Spyridium bifidum, commonly known as forked spyridium, is a species of flowering plant in the family Rhamnaceae and is endemic to South Australia. It is an erect shrub with densely softly-hairy young stems, wedge-shaped to linear leaves sometimes with a two-lobed tip, and densely woolly heads of white-velvety flowers.

==Description==
Spyridium bifidum is an erect shrub that typically grows to a height of up to 2 m, its young stems densely covered with simple and star-shaped hairs. The leaves are wedge-shaped to linear, 3.2–13 mm long and 1–5 mm wide on a petiole 0.7–1.5 mm long. The edges of the leaves are rolled under, the tip is sometimes forked with two lobes, both surfaces are covered with soft, star-shaped hairs, and there are triangular to narrowly egg-shaped stipules at the base. The more or less spherical heads of "flowers" are 8–12 mm wide, the individual flowers more or less sessile and silky-hairy. Each head is surrounded by 4 or 5 velvety, white leaves, each more or less divided into two. The fruit is a light brown capsule 2.2–2.5 mm long.

==Taxonomy==
This species was first formally described in 1855 by Ferdinand von Mueller who gave it the name Trymalium bifidum in his Definitions of rare or hitherto undescribed Australian plants. In 1863, George Bentham changed the name to Spyridium bifidum in Flora Australiensis. The specific epithet (bifidum) refers to the forked leaves of this species.

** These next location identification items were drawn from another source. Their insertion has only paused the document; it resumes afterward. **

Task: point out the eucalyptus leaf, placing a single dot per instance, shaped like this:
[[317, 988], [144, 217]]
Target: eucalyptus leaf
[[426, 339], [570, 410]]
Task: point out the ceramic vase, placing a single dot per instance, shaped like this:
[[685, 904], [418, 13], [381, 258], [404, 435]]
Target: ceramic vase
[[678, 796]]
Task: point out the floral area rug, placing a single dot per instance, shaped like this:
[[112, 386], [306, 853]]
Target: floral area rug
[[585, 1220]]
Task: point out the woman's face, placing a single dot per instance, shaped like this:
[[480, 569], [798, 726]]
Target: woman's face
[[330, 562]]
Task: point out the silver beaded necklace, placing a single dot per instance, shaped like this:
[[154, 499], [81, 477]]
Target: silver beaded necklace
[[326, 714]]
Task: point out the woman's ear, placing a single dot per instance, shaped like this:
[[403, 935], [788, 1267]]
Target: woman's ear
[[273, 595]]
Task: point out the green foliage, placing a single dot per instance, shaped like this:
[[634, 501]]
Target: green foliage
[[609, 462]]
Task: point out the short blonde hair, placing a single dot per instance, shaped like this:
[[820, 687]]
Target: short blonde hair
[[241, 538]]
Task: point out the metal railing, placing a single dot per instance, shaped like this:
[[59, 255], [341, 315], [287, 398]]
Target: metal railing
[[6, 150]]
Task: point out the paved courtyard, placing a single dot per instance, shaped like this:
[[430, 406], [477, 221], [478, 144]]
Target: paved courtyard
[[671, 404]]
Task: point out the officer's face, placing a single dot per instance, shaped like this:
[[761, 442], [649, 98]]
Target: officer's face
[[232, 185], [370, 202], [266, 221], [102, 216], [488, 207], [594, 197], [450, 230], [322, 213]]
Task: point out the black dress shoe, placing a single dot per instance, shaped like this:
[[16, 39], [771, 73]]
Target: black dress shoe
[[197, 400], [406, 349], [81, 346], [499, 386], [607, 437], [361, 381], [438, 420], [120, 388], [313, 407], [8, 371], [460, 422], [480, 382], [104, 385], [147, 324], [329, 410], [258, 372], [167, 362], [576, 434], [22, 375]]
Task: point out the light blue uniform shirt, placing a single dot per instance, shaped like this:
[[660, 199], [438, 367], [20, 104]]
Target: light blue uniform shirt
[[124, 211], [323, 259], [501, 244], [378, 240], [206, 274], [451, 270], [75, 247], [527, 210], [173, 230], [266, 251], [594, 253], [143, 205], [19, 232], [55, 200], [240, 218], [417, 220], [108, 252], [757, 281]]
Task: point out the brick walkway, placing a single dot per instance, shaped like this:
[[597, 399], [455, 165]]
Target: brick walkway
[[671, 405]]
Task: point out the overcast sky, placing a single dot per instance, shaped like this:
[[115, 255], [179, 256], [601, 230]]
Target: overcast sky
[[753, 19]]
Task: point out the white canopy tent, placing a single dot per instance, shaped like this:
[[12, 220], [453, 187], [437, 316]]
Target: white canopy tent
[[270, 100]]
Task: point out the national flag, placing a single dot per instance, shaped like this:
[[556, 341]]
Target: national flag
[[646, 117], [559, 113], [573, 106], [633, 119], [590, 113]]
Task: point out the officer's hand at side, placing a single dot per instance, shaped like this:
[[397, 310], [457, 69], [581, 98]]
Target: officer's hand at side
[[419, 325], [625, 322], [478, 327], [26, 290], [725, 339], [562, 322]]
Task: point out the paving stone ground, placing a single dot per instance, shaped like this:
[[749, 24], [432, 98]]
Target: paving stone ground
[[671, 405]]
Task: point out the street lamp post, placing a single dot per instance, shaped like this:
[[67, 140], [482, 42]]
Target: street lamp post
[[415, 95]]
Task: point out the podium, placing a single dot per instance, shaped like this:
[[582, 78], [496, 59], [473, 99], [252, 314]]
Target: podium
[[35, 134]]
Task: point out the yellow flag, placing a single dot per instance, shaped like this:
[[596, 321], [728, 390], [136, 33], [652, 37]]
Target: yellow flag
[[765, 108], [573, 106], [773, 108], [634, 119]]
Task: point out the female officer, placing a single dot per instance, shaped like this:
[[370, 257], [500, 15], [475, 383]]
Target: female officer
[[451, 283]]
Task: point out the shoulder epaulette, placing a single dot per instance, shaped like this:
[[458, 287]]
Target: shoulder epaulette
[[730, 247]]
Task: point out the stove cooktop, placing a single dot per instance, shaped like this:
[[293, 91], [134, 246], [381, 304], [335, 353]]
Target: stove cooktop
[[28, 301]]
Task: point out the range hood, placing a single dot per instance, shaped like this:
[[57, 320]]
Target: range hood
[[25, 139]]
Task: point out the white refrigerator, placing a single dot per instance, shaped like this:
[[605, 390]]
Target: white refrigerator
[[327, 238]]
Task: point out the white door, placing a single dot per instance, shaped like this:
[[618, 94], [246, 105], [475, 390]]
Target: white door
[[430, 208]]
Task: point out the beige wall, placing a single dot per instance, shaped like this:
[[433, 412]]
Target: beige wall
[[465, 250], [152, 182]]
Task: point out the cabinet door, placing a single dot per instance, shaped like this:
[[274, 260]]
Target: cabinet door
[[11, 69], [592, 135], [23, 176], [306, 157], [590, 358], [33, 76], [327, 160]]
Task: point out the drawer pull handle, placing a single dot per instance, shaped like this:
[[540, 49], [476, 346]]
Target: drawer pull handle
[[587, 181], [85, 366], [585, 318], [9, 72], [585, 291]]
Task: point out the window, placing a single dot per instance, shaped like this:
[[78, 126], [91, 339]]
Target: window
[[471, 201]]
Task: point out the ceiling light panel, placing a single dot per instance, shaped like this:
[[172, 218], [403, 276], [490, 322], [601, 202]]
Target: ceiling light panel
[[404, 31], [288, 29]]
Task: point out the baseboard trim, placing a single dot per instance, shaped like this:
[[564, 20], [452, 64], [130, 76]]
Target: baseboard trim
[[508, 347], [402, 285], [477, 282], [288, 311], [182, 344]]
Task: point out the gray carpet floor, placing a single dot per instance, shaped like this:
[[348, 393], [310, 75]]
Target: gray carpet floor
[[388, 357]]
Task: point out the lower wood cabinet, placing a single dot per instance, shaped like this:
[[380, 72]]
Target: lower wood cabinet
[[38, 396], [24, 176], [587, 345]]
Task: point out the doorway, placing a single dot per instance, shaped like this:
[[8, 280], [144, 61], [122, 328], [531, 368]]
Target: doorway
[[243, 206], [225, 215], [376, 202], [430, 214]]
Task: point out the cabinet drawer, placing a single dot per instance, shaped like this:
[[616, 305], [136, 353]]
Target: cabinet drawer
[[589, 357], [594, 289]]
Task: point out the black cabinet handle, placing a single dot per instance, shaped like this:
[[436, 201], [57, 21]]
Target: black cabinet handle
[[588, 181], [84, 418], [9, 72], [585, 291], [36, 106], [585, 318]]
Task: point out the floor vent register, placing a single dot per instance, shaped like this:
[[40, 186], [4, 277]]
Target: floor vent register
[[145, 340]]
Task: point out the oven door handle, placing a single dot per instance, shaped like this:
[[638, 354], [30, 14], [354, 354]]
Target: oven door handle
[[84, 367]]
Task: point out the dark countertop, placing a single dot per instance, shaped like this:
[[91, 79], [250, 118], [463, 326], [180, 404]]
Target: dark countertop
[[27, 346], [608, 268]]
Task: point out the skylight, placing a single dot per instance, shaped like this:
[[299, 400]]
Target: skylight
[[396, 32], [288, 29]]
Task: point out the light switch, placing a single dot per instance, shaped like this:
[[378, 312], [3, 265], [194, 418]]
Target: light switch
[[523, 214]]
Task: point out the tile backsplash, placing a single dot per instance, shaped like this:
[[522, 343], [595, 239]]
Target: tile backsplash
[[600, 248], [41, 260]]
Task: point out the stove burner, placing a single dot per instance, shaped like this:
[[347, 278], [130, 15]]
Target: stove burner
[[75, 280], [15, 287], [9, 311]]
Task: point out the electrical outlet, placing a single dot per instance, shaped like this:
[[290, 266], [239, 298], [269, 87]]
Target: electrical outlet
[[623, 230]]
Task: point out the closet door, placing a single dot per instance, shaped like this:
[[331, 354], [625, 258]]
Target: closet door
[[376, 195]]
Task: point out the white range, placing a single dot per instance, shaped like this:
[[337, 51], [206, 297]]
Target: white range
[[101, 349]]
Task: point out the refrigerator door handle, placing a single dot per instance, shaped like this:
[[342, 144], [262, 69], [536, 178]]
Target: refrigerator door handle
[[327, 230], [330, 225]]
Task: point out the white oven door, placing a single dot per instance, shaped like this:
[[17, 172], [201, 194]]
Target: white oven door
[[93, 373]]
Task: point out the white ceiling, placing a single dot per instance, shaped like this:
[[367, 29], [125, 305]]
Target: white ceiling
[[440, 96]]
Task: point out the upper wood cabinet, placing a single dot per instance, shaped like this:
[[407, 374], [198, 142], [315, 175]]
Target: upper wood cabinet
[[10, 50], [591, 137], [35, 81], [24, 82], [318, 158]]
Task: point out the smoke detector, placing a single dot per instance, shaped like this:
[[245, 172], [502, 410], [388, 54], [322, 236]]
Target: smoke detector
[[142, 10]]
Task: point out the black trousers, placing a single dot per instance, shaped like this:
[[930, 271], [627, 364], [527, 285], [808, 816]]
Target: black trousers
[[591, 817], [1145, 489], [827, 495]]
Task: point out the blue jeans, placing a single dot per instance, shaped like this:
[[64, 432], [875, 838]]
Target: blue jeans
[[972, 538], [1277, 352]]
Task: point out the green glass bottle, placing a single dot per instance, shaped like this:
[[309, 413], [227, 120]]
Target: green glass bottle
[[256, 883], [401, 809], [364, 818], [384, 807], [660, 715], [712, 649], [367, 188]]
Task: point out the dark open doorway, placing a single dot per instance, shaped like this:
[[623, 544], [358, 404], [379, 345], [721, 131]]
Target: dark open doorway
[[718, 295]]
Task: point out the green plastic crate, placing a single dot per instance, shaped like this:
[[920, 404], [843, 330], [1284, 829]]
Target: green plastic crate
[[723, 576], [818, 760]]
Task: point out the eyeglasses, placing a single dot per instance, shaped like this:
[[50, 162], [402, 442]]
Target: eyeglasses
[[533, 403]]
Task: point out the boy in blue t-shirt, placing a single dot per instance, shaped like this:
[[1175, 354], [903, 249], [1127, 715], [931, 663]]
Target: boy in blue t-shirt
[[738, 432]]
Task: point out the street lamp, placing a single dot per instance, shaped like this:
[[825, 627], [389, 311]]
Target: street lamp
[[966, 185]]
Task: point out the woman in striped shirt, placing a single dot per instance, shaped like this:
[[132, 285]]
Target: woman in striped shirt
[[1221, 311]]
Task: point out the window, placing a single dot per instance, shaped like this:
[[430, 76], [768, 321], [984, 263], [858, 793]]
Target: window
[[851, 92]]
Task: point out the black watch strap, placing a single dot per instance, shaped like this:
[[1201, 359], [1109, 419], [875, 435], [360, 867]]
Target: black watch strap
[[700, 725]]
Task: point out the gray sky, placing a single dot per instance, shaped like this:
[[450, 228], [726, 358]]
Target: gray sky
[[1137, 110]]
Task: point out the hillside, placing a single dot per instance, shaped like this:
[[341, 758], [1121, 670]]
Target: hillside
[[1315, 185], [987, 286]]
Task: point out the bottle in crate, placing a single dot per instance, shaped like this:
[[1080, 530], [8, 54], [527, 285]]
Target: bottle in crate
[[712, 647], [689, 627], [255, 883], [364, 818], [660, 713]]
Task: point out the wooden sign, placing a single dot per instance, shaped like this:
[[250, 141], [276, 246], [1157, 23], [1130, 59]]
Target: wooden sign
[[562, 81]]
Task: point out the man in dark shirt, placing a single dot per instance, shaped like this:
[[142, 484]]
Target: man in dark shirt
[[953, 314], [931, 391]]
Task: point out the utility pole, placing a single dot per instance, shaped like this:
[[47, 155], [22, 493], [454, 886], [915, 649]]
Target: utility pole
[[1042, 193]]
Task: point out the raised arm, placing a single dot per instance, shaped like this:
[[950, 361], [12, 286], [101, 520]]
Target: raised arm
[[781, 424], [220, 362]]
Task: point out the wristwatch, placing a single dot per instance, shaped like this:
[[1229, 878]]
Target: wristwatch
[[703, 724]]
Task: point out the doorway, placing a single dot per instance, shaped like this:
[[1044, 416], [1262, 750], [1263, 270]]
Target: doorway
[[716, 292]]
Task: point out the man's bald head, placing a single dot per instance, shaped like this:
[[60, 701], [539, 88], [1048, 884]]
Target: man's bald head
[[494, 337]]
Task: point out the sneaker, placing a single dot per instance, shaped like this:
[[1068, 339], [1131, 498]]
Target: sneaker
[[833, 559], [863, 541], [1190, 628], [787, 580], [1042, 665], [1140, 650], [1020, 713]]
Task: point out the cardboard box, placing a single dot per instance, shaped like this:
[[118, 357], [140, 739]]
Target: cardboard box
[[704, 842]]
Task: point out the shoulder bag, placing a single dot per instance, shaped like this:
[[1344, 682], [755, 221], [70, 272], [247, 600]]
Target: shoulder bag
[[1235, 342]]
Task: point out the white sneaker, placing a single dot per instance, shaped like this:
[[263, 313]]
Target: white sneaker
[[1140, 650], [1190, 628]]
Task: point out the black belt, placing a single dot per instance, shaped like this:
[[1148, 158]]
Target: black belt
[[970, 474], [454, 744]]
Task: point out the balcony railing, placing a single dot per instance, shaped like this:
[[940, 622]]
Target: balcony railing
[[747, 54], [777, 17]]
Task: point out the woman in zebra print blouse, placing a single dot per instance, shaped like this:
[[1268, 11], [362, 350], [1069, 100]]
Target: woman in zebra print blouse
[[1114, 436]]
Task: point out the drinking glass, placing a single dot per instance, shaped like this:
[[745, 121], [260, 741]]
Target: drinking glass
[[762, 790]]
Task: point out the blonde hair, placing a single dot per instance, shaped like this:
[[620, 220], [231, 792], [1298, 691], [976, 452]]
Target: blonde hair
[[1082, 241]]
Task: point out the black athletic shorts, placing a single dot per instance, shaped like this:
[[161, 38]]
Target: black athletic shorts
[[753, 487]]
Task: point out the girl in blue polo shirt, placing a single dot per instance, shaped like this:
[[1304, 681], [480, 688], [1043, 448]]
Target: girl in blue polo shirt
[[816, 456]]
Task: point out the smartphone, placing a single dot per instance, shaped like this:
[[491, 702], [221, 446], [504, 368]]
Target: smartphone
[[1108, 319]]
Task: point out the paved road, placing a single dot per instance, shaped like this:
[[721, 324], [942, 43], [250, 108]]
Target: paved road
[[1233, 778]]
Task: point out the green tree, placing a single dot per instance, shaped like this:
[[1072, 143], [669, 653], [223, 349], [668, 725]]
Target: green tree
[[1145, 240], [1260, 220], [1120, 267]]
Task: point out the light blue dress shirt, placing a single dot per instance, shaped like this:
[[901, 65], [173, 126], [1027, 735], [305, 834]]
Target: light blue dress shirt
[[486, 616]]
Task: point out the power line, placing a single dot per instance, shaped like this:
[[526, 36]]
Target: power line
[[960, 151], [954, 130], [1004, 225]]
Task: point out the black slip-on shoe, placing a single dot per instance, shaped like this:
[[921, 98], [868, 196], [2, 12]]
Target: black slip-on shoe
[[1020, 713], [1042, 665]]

In 2012, Jürgen Kellermann and William Robert Barker described two subspecies of Spyridium bifidum in the journal Muelleria and the names are accepted by the Australian Plant Census:
- Spyridium bifidum (F.Muell.) F.Muell. ex Benth. subsp. bifidum has wedge-shaped to heart-shaped leaves with a Y-shaped tip;
- Spyridium bifidum subsp. wanillae Kellermann & W.R.Barker has narrowly lance-shaped to narrowly oblong or linear leaves that are rarely forked at the tip.

==Distribution and habitat==
Spyridium bifidum grows in mallee shrubland on the Marble Range and on the hills to the east of Edillilie, the two subspecies separated by only 5 or 6 km. Subspecies bifidum is restricted to the Marble Range, and flowers from June to September, subspecies wanillae is mostly found around Wanilla on the Eyre Peninsula, and flowers in July.